The sound seemed to guide Charlie’s hand more than his hand guiding the sound. There were clicks as he hit the edge of the wooden rim, and the room thrummed with the sound, the air shifting around him. Wynnie cuddled into me, and then Charlie sang. His voice rose deep and resonant, as if someone else had entered the room. He closed his eyes, and I did the same.
He sang in another language, one I didn’t know but felt the strength of at the very center of my body, up into my throat as if I were trying to release something that was stuck.
I wondered if this was how my mother once felt when she could not express herself, the reason she made up words because the ones inside her weren’t enough. It was a feeling much like melancholy, but also like hunger.
I wanted to reach out and hug Charlie, but he seemed unapproachable, a man unto himself. Who was I to think that he’d want me to hold him? I sensed some old hurt in him, the same that was in me, but that was most likely fancy thinking. He was a stranger, and I knew better than to put my own rising feelings onto someone else. I’d learned my lessons about attractions—I couldn’t be trusted with them.
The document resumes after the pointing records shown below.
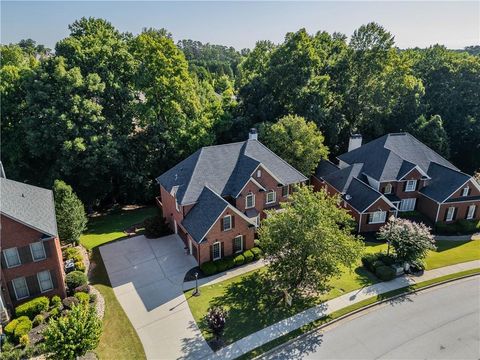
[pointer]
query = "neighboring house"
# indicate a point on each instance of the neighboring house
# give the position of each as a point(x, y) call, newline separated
point(396, 172)
point(215, 198)
point(31, 257)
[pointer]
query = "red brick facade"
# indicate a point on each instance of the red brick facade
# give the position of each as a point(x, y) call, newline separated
point(20, 236)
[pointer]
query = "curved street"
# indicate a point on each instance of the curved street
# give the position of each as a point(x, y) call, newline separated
point(440, 323)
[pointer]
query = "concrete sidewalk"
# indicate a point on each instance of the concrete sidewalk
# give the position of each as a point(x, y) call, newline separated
point(285, 326)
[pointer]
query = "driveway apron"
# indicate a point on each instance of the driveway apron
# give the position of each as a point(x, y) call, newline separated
point(147, 278)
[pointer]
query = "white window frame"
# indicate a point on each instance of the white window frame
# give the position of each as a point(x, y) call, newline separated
point(40, 283)
point(450, 213)
point(250, 194)
point(230, 223)
point(15, 287)
point(241, 243)
point(6, 257)
point(389, 187)
point(219, 244)
point(378, 217)
point(471, 212)
point(408, 187)
point(43, 249)
point(274, 197)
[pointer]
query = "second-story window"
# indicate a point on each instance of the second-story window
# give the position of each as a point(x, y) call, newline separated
point(271, 197)
point(411, 185)
point(388, 189)
point(11, 257)
point(249, 201)
point(227, 223)
point(38, 251)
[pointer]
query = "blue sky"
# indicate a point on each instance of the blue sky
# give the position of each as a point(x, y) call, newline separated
point(241, 24)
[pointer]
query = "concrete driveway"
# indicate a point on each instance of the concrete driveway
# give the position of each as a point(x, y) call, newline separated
point(147, 277)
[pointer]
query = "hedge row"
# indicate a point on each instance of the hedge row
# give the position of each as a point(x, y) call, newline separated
point(213, 267)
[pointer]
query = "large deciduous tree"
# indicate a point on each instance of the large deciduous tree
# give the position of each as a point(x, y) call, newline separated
point(297, 141)
point(309, 241)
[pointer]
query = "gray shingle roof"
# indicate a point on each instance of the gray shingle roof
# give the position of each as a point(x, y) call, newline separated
point(391, 156)
point(225, 169)
point(30, 205)
point(444, 182)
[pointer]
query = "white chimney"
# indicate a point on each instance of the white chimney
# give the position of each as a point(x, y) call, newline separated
point(355, 142)
point(253, 135)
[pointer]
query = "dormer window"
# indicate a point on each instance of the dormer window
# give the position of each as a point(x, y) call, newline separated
point(388, 189)
point(227, 223)
point(411, 185)
point(250, 201)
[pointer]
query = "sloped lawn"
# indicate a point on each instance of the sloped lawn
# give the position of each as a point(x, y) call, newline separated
point(252, 306)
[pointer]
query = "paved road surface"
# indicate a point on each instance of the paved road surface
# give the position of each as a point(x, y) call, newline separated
point(441, 323)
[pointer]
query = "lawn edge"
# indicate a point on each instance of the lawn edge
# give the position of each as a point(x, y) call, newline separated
point(353, 310)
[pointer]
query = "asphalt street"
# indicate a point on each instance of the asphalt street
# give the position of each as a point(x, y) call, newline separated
point(439, 323)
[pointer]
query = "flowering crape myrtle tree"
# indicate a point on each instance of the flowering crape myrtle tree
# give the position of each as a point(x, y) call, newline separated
point(309, 242)
point(410, 240)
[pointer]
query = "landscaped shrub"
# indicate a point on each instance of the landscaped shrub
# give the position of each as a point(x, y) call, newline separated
point(257, 253)
point(155, 227)
point(385, 273)
point(209, 268)
point(37, 320)
point(70, 301)
point(33, 307)
point(239, 260)
point(248, 256)
point(76, 279)
point(83, 298)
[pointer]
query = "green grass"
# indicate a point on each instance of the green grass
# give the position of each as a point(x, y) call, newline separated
point(335, 315)
point(252, 306)
point(106, 228)
point(119, 339)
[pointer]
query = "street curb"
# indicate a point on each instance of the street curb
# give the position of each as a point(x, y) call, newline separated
point(362, 309)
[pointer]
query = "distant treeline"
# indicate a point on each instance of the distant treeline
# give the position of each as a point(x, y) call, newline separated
point(108, 112)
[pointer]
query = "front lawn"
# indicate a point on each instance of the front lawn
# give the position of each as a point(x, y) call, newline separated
point(109, 227)
point(252, 307)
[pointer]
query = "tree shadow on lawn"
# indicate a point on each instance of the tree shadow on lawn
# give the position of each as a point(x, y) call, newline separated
point(254, 304)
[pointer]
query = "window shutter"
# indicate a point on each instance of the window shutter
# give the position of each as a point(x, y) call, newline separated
point(25, 254)
point(33, 286)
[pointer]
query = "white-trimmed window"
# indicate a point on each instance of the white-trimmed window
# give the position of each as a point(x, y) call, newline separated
point(11, 257)
point(238, 244)
point(271, 197)
point(217, 251)
point(227, 222)
point(408, 204)
point(20, 288)
point(450, 213)
point(249, 201)
point(377, 217)
point(411, 185)
point(45, 281)
point(471, 212)
point(388, 189)
point(38, 251)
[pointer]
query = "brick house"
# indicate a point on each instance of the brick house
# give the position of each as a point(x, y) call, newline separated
point(397, 173)
point(214, 199)
point(31, 255)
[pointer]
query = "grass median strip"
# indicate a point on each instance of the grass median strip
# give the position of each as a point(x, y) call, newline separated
point(350, 309)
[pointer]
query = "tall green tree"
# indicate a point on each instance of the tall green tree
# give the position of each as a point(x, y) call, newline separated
point(297, 141)
point(309, 241)
point(71, 218)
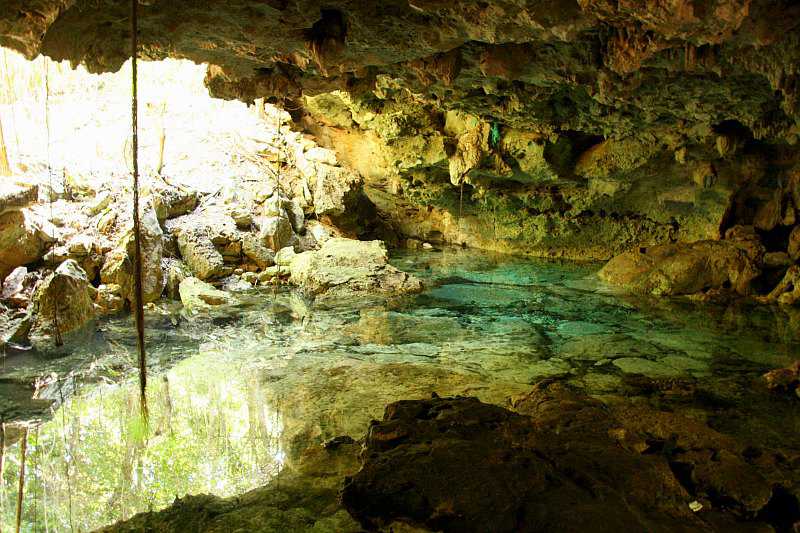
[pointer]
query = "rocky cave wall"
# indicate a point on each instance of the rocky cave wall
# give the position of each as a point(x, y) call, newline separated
point(577, 129)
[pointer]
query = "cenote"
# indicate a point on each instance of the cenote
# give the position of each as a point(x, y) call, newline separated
point(402, 266)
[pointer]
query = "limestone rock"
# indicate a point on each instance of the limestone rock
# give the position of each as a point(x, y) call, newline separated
point(119, 266)
point(794, 244)
point(344, 267)
point(514, 473)
point(109, 299)
point(99, 203)
point(253, 248)
point(199, 252)
point(284, 256)
point(674, 269)
point(334, 189)
point(16, 195)
point(196, 294)
point(787, 292)
point(67, 294)
point(170, 201)
point(175, 271)
point(14, 284)
point(275, 232)
point(20, 241)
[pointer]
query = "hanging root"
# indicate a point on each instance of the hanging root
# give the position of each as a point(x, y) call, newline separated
point(137, 234)
point(23, 450)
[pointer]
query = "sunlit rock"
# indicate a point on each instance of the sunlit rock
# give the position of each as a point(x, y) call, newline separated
point(196, 295)
point(63, 300)
point(109, 299)
point(275, 232)
point(344, 267)
point(20, 241)
point(686, 269)
point(254, 248)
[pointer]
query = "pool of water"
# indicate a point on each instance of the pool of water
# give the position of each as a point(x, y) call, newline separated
point(237, 394)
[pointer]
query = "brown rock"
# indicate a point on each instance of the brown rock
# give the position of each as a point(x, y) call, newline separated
point(794, 244)
point(562, 462)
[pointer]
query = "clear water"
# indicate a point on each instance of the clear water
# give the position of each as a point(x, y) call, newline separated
point(237, 395)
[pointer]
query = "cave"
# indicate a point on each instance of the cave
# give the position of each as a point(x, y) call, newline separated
point(399, 266)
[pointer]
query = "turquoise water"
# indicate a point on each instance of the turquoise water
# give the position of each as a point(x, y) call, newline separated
point(238, 394)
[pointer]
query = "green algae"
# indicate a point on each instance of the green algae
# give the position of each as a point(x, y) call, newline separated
point(243, 394)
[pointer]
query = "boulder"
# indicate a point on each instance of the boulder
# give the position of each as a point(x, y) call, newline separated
point(344, 267)
point(681, 268)
point(200, 254)
point(170, 201)
point(794, 244)
point(275, 232)
point(65, 297)
point(14, 285)
point(98, 204)
point(334, 189)
point(787, 292)
point(16, 195)
point(513, 474)
point(119, 266)
point(560, 461)
point(20, 241)
point(284, 256)
point(109, 299)
point(197, 294)
point(175, 271)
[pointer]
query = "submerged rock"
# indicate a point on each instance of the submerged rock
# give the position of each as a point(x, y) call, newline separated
point(343, 267)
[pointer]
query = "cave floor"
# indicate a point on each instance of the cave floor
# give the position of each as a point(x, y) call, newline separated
point(242, 394)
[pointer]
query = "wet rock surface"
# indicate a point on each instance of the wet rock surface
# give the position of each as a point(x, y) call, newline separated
point(562, 461)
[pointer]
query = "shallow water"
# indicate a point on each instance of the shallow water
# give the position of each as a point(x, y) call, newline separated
point(237, 395)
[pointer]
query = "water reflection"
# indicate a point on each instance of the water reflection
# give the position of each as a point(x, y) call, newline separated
point(94, 462)
point(239, 394)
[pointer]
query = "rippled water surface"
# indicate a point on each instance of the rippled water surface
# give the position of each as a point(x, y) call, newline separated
point(236, 395)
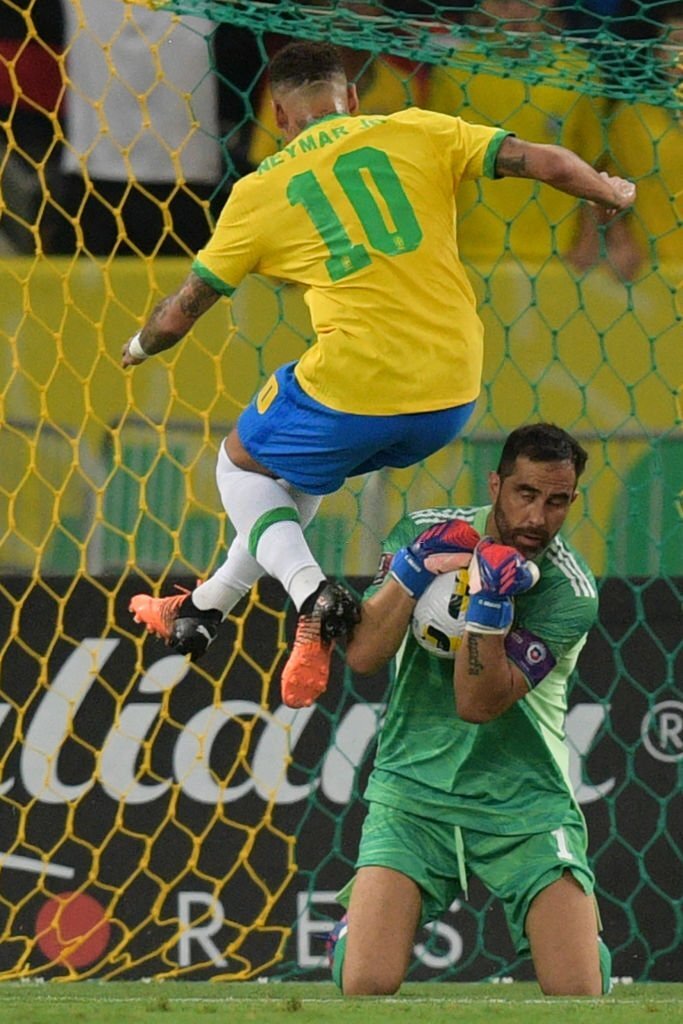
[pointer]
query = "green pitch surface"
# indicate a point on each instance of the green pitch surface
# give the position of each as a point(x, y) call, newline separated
point(186, 1003)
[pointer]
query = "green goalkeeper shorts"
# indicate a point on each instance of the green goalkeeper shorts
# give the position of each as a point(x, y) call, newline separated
point(438, 856)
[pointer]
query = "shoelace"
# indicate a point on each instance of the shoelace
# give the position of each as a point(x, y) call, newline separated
point(308, 630)
point(170, 605)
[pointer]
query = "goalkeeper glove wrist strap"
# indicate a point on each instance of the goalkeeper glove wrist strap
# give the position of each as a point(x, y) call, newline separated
point(486, 613)
point(135, 348)
point(410, 571)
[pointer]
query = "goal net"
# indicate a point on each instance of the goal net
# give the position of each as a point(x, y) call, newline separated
point(159, 819)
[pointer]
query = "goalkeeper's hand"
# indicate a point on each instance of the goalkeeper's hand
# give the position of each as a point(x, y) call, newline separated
point(440, 549)
point(497, 572)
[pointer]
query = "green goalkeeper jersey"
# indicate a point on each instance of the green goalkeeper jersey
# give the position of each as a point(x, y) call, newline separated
point(508, 776)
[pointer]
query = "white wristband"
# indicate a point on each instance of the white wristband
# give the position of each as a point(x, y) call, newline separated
point(135, 348)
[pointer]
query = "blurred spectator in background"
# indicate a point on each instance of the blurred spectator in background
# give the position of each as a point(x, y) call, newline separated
point(31, 88)
point(645, 139)
point(142, 157)
point(241, 56)
point(518, 216)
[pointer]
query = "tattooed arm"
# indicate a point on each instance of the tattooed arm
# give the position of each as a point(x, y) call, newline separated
point(170, 320)
point(486, 682)
point(563, 170)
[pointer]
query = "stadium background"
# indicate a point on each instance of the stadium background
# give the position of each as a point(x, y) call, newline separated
point(162, 820)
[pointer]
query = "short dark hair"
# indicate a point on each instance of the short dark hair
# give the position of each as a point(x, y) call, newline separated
point(300, 62)
point(542, 442)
When Charlie finished singing, tears ran down my cheeks. I didn’t understand the language, but somehow I knew what it evoked—the singular ache of losing something so dear that you cannot recover.
There was a part of me that didn’t want the song translated, because whatever Charlie Jameson sang allowed me to finally, for the first time since the phone call, cry for all that was waiting in these papers, and also irrevocably gone.